Mo’ Shells Mo’ Problems – Deep Panda Web Shells

Disclaimer: CrowdStrike derived this information from investigations in non-classified environments.  Since we value our client’s privacy and interests, some data has been redacted or sanitized.

Crowdstrike presents “Mo’ Shells Mo’ Problems” – A four part series featuring two unique web shells used by a Chinese threat group we call Deep Panda. The series will culminate with a CrowdCast in April 2014 detailing a case study of the incident response investigation conducted to identify these web shells. Special thanks to Josh Phillips of the CrowdStrike Global Intelligence Team for providing the technical analysis in this blog post.
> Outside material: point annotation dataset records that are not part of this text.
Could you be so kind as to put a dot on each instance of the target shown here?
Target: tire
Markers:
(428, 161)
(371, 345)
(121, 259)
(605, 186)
Today we’ll cover part one of this series, which provides an overview of what web shells are, functionality of two web shells recently identified during an incident response investigation and how they were leveraged by the attacker.

Parts two through four will provide details on successful analytical techniques you can use to discover web shells within your environment:

  • Mo’ Shells Mo’ Problems: Deep Panda Web Shells (Part 1)
  • Mo’ Shells Mo’ Problems: File Stacking (Part 2)
  • Mo’ Shells Mo’ Problems: Web Log Review (Part 3)
  • Mo’ Shells Mo’ Problems: Network Detection (Part 4)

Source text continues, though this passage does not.